Is that really an 11500€ oscilloscope? :O
The original spec was for 6V but now we seem to be maxing at 5.5V... :/
Bang! subscribed.
@EEVblog lab power supplies as well ;)
i'd like to combine power supply and charger for all kinds of accumulators
The theory is good but the circuit is not good as a general purpose lab power supply: LT3080 has just 1.1 Amp rating, too low even to powerup a small audio amplifier, of course can use pass transistor etc but then it's a different story. TLC2272 has total max supply at 16V , way too low, considering a common lab power supply runs from 0 or 1 volt up to 30volts usually, so needs, considering dropout, something like 33-35V dc before regulation. Better using e.g.
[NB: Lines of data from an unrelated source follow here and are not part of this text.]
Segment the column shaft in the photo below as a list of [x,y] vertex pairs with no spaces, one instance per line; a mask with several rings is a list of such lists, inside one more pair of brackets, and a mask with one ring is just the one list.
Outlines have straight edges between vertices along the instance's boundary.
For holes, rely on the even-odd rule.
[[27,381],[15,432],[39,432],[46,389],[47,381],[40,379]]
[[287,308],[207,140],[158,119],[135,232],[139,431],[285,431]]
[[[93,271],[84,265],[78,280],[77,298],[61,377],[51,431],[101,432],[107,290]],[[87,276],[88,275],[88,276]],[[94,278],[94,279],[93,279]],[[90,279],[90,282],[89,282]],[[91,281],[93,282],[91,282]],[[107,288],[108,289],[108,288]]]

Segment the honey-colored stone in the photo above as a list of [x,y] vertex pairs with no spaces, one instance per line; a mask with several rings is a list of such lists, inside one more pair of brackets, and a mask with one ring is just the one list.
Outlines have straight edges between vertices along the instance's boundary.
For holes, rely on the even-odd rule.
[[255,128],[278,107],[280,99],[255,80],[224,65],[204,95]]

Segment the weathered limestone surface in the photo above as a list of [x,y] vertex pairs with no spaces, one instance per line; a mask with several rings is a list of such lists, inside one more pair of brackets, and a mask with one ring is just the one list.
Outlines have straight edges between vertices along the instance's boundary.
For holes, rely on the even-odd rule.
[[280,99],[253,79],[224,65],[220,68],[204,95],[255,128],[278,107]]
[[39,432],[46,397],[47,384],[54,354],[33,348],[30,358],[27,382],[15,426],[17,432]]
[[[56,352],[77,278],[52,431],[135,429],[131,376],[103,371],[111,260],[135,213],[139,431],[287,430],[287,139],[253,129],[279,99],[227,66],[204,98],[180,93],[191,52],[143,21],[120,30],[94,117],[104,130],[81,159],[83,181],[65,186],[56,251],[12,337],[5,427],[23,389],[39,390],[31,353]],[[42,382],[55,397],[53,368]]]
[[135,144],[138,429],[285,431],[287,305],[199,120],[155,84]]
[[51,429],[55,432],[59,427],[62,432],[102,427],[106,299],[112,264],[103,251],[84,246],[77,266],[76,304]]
LM338K (5Amp, 10Amp if 2 in parallel etc) on large heatsink, an LM358 and a relay to disconnect output.. as in some old reliable commercial units , cheap but effective.
Why should matter what happens with a load under 0,5 mA? I mean, if you have a power regulator its because you want to power something, and something under 0,5mA is really that common? I think is more common to have loads > 6V, TBH.
What is IC1 and IC2 ?
and BANG!
Nah mate the gain in the non-inverting configuration is (1 + 12K/10K), don't take my word for it though, do the calculation.